#4148 — 11.6.1.1 Static Semantics: Early Errors

bug_id: 4148
creation_ts: 2015-03-09 07:44:00 -0700
short_desc: 11.6.1.1 Static Semantics: Early Errors
delta_ts: 2015-03-17 16:57:06 -0700
product: Draft for 6th Edition
component: technical issue
version: Rev 35: March 4, 2015 Release Candidate 2
rep_platform: All
op_sys: All
bug_status: RESOLVED
resolution: FIXED
priority: Normal
bug_severity: enhancement
everconfirmed: true
reporter: Mathias Bynens
assigned_to: Allen Wirfs-Brock
cc: ["andrebargull", "ecmascriptbugs", "mathias"]

commentid: 13658
comment_count: 0
who: Mathias Bynens
bug_when: 2015-03-09 07:44:34 -0700

> IdentifierStart :: \ UnicodeEscapeSequence
>
> It is a Syntax Error if SV(UnicodeEscapeSequence) is neither the UTF16Encoding (10.1.1) of a single Unicode code point with the Unicode property “ID_Start” nor "$" or "_".

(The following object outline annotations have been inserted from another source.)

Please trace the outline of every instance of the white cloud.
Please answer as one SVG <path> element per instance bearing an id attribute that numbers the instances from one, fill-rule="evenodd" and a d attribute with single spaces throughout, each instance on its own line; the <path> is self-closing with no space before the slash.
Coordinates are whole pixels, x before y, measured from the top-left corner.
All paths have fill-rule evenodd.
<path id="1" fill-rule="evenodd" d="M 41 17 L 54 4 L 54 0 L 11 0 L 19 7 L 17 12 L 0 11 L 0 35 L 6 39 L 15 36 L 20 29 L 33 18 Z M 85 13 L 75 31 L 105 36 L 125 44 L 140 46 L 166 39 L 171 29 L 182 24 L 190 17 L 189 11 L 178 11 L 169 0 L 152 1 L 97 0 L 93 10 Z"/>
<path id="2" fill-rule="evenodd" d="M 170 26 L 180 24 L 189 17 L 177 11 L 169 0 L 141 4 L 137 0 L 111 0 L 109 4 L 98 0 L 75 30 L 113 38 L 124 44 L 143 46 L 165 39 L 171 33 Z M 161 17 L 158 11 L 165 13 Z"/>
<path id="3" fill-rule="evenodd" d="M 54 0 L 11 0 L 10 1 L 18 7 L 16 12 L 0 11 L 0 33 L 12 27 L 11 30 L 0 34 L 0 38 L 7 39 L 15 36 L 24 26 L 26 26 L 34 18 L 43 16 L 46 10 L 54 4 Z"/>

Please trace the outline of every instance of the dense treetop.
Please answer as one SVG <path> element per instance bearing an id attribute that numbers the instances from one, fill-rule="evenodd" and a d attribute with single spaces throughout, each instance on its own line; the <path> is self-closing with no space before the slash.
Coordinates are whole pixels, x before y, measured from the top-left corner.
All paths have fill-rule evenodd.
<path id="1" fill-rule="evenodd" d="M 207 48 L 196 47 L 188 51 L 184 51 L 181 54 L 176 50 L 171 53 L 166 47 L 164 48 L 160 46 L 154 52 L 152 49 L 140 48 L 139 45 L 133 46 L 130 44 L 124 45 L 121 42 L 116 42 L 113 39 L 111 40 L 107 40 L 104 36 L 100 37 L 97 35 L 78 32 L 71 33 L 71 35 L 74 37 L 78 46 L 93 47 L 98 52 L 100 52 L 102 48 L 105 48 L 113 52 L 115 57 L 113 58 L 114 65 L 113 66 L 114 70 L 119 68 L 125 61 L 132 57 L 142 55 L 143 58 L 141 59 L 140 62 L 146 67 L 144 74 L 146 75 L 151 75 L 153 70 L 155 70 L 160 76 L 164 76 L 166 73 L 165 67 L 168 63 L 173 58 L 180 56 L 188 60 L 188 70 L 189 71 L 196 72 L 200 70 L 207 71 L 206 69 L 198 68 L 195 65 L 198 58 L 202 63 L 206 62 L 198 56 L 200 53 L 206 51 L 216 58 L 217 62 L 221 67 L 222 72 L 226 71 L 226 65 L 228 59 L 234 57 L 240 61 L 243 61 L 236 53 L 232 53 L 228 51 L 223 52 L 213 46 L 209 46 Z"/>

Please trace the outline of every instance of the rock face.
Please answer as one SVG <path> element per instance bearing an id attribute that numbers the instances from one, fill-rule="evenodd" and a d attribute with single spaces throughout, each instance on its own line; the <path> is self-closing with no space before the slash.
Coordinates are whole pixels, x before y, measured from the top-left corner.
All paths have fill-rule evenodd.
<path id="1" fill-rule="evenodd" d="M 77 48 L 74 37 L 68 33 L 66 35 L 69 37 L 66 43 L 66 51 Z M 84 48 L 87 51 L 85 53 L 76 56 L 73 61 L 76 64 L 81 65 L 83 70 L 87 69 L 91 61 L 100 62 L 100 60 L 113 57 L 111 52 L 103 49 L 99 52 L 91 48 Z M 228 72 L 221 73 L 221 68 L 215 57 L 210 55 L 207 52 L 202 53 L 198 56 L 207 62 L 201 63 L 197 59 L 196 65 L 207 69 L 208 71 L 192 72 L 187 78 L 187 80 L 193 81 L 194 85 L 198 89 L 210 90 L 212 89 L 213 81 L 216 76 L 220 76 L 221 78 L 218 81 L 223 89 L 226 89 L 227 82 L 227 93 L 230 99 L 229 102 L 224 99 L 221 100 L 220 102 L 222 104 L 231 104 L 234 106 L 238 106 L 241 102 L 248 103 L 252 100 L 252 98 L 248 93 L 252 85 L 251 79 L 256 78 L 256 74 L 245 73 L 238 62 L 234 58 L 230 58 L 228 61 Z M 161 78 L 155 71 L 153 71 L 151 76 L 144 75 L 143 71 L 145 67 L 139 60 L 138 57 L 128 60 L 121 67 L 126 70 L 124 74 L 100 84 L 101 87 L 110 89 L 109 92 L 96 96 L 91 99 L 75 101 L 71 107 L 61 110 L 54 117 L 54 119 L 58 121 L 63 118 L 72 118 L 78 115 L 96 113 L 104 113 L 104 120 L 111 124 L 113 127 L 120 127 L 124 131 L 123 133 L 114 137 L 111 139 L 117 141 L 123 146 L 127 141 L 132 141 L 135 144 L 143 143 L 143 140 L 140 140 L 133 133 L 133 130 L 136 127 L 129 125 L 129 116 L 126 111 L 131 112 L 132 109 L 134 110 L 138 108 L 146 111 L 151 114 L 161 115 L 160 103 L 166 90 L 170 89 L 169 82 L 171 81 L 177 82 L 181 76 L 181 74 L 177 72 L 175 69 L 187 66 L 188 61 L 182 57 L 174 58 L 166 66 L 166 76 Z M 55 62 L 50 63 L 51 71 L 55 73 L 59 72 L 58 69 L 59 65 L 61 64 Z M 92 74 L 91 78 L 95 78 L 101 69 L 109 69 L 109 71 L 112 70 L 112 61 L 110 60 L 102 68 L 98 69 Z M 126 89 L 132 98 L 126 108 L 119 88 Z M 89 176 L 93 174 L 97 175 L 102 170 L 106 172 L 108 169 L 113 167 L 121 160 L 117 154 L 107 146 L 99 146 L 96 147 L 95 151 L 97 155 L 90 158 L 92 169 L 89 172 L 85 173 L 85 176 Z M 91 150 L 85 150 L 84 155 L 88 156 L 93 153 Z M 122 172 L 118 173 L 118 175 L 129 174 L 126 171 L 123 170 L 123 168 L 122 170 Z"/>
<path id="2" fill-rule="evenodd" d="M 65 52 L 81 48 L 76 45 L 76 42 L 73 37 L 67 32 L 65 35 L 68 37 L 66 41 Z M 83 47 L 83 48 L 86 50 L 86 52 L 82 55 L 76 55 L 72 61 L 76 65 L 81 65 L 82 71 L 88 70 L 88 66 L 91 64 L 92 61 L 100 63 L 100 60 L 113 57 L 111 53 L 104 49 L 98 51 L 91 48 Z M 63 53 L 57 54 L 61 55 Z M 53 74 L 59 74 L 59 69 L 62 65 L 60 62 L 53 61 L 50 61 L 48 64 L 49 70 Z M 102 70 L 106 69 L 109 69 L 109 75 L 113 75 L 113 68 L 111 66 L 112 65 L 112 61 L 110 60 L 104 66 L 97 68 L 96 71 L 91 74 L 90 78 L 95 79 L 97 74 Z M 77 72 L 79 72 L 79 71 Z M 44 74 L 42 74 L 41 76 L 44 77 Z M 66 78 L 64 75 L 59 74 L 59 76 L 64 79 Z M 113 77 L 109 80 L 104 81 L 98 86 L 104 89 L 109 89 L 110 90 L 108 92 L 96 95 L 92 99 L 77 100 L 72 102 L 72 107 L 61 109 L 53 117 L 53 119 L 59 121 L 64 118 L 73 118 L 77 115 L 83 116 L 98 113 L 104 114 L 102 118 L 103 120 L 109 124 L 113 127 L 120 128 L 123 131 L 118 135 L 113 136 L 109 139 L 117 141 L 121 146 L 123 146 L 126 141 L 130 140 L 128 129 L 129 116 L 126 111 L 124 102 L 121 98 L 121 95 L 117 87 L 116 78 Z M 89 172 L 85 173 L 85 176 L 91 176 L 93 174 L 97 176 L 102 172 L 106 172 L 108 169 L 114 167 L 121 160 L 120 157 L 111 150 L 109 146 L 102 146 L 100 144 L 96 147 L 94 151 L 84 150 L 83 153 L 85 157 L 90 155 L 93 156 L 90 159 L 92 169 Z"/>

`Other_ID_Start` is missing.

> IdentifierPart :: \ UnicodeEscapeSequence
>
> It is a Syntax Error if SV(UnicodeEscapeSequence) is neither the UTF16Encoding (10.1.1) of a single Unicode code point with the Unicode property “ID_Continue” nor "$" or "_" nor the UTF16Encoding of either <ZWNJ> or <ZWJ>.

`Other_ID_Continue` and `Other_ID_Start` is missing.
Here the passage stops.